Her platform—the Green New Deal—argues for fixing the economy by cutting back on military spending and helping communities create “green” jobs, such as public transit, clean manufacturing, and affordable-housing construction. She’d like to ban assault weapons and legalize medical marijuana throughout the land.
Ralph Nader, the Green Party nominee in both 1996 and 2000, has publicly supported Stein, but sparked a little drama this past spring when he praised Justice Party candidate Rocky Anderson, leading that party to claim it was an official endorsement. Nader told us he doesn’t give endorsements, but rather that he says “nice things about good candidates.”

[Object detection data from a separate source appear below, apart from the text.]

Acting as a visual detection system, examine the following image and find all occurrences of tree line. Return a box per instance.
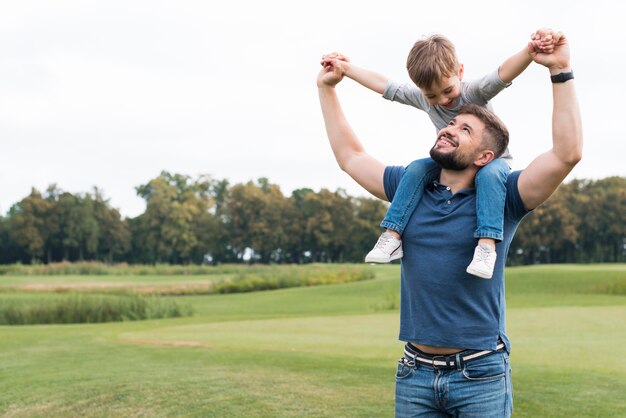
[0,172,626,264]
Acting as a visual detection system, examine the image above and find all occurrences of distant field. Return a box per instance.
[0,264,626,418]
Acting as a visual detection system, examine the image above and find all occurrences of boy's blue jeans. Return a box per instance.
[380,158,510,241]
[396,351,513,418]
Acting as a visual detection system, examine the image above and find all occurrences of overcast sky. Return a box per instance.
[0,0,626,216]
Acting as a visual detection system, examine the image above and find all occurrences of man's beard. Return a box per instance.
[430,144,472,171]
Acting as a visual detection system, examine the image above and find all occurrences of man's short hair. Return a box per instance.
[459,103,509,158]
[406,35,459,89]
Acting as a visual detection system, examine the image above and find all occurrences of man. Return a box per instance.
[317,33,582,418]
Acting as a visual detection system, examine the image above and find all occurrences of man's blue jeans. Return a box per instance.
[396,350,513,418]
[380,158,511,241]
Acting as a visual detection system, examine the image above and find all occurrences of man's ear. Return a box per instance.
[457,64,465,81]
[474,150,496,167]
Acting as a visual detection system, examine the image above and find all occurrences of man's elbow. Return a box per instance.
[563,141,583,168]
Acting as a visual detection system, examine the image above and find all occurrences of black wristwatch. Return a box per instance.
[550,71,574,83]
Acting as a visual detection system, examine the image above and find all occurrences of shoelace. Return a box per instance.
[478,247,494,262]
[376,234,392,248]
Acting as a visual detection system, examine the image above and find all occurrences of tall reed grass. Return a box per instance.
[0,293,192,325]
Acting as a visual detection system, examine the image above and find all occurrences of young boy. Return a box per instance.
[321,29,553,279]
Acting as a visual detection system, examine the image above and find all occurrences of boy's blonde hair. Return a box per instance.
[406,35,459,89]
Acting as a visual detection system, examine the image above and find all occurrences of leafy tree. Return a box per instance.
[8,188,52,262]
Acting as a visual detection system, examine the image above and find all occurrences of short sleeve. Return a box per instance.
[464,70,511,106]
[383,81,430,110]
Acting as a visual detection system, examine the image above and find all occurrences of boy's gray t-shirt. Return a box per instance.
[383,70,512,160]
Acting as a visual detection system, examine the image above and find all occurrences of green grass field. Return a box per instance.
[0,265,626,418]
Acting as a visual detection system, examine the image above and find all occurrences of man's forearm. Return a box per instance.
[498,48,533,84]
[318,86,387,200]
[345,63,389,94]
[318,87,363,171]
[550,67,583,167]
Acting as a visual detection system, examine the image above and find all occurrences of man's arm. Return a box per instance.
[322,52,389,94]
[498,28,554,84]
[498,47,533,84]
[518,33,583,209]
[317,62,387,200]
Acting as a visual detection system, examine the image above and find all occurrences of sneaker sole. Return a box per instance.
[365,253,404,264]
[465,267,493,280]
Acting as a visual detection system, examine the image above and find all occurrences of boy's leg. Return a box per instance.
[467,158,510,279]
[365,158,440,263]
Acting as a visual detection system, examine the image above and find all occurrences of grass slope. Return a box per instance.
[0,265,626,417]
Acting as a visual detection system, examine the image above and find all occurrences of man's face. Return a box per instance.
[430,114,485,171]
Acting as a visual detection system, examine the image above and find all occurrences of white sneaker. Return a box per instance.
[365,232,404,263]
[466,244,497,279]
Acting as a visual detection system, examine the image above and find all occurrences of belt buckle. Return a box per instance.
[431,356,454,369]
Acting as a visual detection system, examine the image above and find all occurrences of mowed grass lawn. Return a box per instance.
[0,265,626,418]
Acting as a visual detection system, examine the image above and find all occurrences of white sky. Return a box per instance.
[0,0,626,216]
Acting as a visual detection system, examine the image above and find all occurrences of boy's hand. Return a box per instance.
[317,59,344,87]
[529,32,570,74]
[528,28,560,54]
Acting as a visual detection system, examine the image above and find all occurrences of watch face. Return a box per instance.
[550,71,574,83]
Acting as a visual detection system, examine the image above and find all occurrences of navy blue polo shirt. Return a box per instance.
[384,166,528,350]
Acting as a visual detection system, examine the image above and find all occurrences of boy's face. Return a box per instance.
[421,65,463,108]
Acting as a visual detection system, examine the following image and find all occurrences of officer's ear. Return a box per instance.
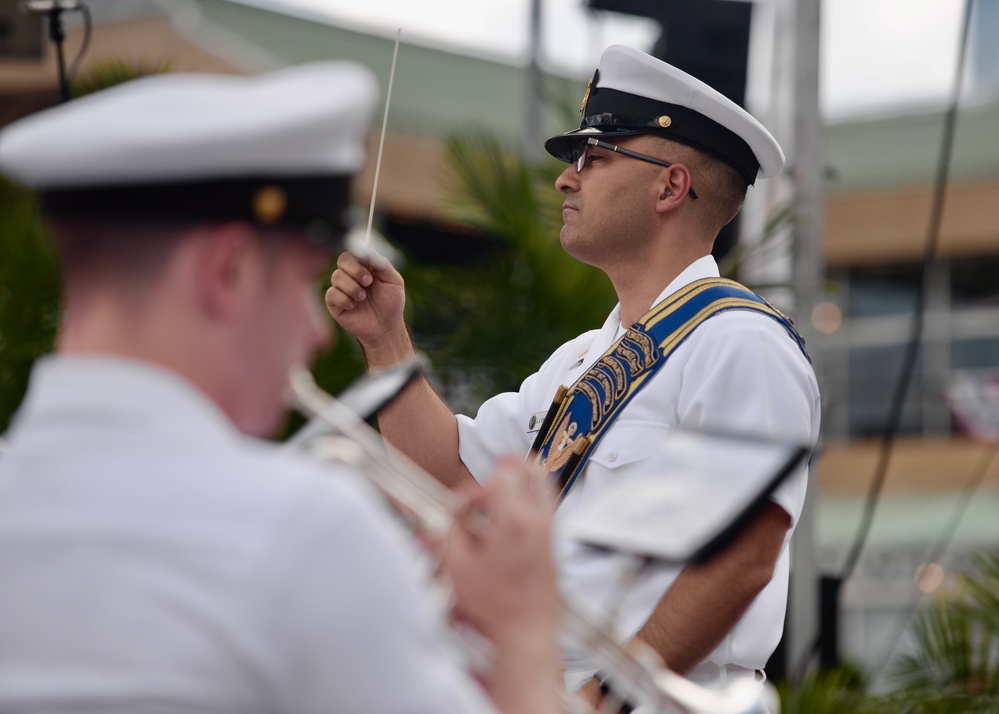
[656,163,692,213]
[188,221,266,319]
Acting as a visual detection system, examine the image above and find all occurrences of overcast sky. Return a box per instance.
[266,0,964,118]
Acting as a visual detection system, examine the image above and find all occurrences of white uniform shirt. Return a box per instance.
[458,256,819,687]
[0,358,492,714]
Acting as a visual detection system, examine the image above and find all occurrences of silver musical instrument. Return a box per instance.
[289,367,771,714]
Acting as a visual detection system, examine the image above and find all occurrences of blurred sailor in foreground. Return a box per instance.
[0,63,559,714]
[327,46,819,699]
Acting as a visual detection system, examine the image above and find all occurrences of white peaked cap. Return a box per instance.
[545,45,784,184]
[0,62,378,248]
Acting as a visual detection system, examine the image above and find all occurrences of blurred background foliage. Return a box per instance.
[778,549,999,714]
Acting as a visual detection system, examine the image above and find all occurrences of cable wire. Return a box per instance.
[795,0,974,675]
[67,2,93,93]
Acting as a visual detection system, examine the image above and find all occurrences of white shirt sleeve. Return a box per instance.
[254,472,493,714]
[671,311,820,522]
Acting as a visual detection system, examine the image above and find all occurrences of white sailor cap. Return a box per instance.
[545,45,784,184]
[0,62,378,249]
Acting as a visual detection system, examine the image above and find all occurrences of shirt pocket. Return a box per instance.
[589,420,672,472]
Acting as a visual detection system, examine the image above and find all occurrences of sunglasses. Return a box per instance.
[570,136,697,199]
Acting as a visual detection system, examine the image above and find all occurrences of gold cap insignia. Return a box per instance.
[253,184,288,225]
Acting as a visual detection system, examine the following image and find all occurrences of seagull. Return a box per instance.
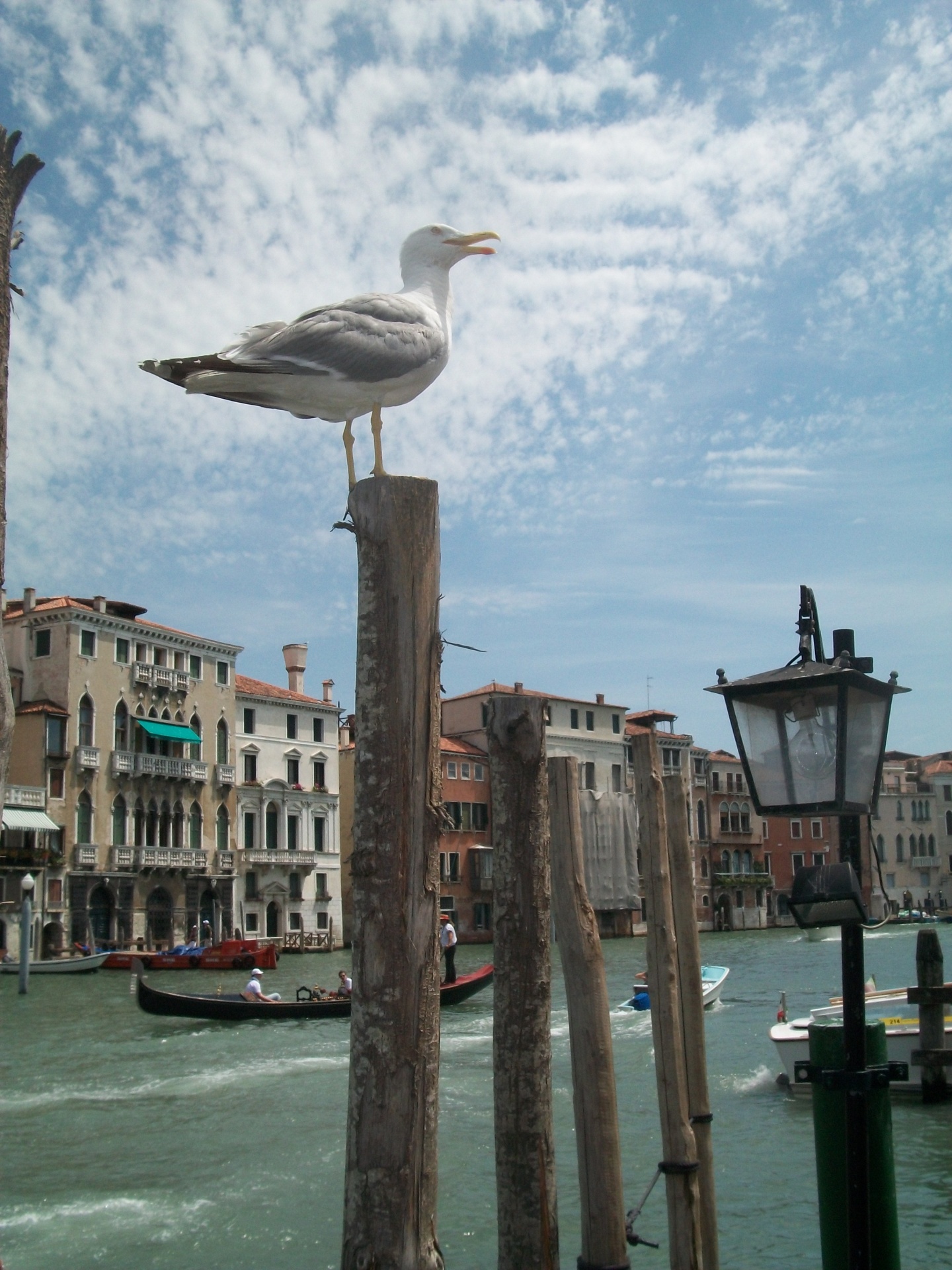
[139,225,499,489]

He believes a major challenge for Stein will be getting her message heard in the press, which furthers the “two-party tyranny,” he says. “The media cannot shake their indentured commitment to covering only the candidates they think have a chance to win. The press is boring us silly with its third-grade repetitious litany, day after day.”
The Stein camp had reached out to Roseanne Barr as a possible running mate, according to campaign manager Ben Manski, but she hadn’t expressed interest. When asked if Barr had called to congratulate Stein when she won the nomination, Manski said no. (Barr didn’t respond to a request for comment.)
Perhaps, in the end, that was a good thing. Stein’s running mate is an anti-poverty advocate and former homeless single mother named Cheri Honkala, and Stein sees the team’s outsider status as a plus. “There is zero possibility of our going to the dark side,” she says. “If you vote for either of the Wall Street–sponsored candidates, you are effectively giving them a mandate for four more years of Wall Street rule.”